Data Processing with Varied Scales

We conducted experiments on datasets with billions of samples. We prepared a 560k-sample multimodal dataset and expanded it by different factors (1x to 125000x) to create datasets of varying sizes. The experimental results, shown in the figure below, demonstrate good scalability.

Overview

Distributed Deduplication on Large-Scale Datasets

We tested the MinHash-based RayDeduplicator on datasets sized at 200GB, 1TB, and 5TB, using CPU counts ranging from 640 to 1280 cores. As the table below shows, when the data size increases by 5x, the processing time increases by 4.02x to 5.62x. When the number of CPU cores doubles, the processing time decreases to 58.9% to 67.1% of the original time.

# CPU 200GB Time 1TB Time 5TB Time
4 * 160 11.13 min 50.83 min 285.43 min
8 * 160 7.47 min 30.08 min 168.10 min

Quick Start

Before starting, you should install Data-Juicer and its dist requirements:

pip install -v -e .  # Install the minimal requirements of Data-Juicer
pip install -v -e ".[dist]"  # Include dependencies on Ray and other distributed libraries

Then start a Ray cluster (ref to the Ray doc for more details):

# Start a cluster as the head node
ray start --head

# (Optional) Connect to the cluster on other nodes/machines.
ray start --address='{head_ip}:6379'

We provide simple demos in the directory demos/process_on_ray/, which includes two config files and two test datasets.

demos/process_on_ray
├── configs
│   ├── demo.yaml
│   └── dedup.yaml
└── data
    ├── demo-dataset.json
    └── demo-dataset.jsonl

Important

If you run these demos on multiple nodes, you need to put the demo dataset to a shared disk (e.g. NAS) and export the result dataset to it as well by modifying the dataset_path and export_path in the config files.

Running Example of Ray Mode

In the demo.yaml config file, we set the executor type to "ray" and specify an automatic Ray address.

...
dataset_path: './demos/process_on_ray/data/demo-dataset.jsonl'
export_path: './outputs/demo/demo-processed'

executor_type: 'ray'  # Set the executor type to "ray"
ray_address: 'auto'  # Set an automatic Ray address
...

Run the demo to process the dataset with 12 regular OPs:

# Run the tool from source
python tools/process_data.py --config demos/process_on_ray/configs/demo.yaml

# Use the command-line tool
dj-process --config demos/process_on_ray/configs/demo.yaml

Data-Juicer will process the demo dataset with the demo config file and export the result datasets to the directory specified by the export_path argument in the config file.

Running Example of Distributed Deduplication

In the dedup.yaml config file, we set the executor type to "ray" and specify an automatic Ray address.
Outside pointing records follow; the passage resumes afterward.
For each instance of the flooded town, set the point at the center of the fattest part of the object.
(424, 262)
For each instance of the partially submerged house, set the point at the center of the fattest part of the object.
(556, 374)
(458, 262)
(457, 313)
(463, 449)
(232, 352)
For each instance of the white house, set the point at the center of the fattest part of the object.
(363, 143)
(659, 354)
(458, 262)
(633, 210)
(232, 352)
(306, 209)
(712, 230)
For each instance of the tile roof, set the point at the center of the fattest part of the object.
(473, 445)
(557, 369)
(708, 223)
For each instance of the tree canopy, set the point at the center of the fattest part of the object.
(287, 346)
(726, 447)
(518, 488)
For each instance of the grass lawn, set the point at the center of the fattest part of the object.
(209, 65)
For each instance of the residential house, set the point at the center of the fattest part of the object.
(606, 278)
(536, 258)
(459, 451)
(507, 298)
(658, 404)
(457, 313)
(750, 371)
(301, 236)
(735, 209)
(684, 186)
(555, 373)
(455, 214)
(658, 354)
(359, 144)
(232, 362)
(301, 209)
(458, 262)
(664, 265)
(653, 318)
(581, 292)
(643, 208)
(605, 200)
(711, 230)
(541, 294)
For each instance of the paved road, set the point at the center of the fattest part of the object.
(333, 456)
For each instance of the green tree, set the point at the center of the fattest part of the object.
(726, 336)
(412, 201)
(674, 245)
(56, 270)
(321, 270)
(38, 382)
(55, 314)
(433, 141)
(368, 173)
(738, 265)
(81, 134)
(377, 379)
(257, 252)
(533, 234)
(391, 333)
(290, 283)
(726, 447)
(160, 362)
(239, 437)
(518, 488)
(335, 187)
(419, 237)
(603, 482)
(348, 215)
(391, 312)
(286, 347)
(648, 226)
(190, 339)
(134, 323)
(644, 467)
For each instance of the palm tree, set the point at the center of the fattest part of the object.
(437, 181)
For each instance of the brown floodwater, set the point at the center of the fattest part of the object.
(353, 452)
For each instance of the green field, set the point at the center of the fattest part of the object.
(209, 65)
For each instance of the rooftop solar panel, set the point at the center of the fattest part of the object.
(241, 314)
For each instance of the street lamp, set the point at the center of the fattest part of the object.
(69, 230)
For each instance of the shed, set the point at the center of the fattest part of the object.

And we use a dedicated distributed version of MinHash Deduplicator to deduplicate the dataset.

project_name: 'demo-dedup'
dataset_path: './demos/process_on_ray/data/'
export_path: './outputs/demo-dedup/demo-ray-bts-dedup-processed'

executor_type: 'ray'  # Set the executor type to "ray"
ray_address: 'auto'  # Set an automatic Ray address

# process schedule
# a list of several process operators with their arguments
process:
  - ray_bts_minhash_deduplicator:  # a distributed version of minhash deduplicator
      tokenization: 'character'

Run the demo to deduplicate the dataset:

# Run the tool from source
python tools/process_data.py --config demos/process_on_ray/configs/dedup.yaml

# Use the command-line tool
dj-process --config demos/process_on_ray/configs/dedup.yaml

Data-Juicer will dedup the demo dataset with the demo config file and export the result datasets to the directory specified by the export_path argument in the config file.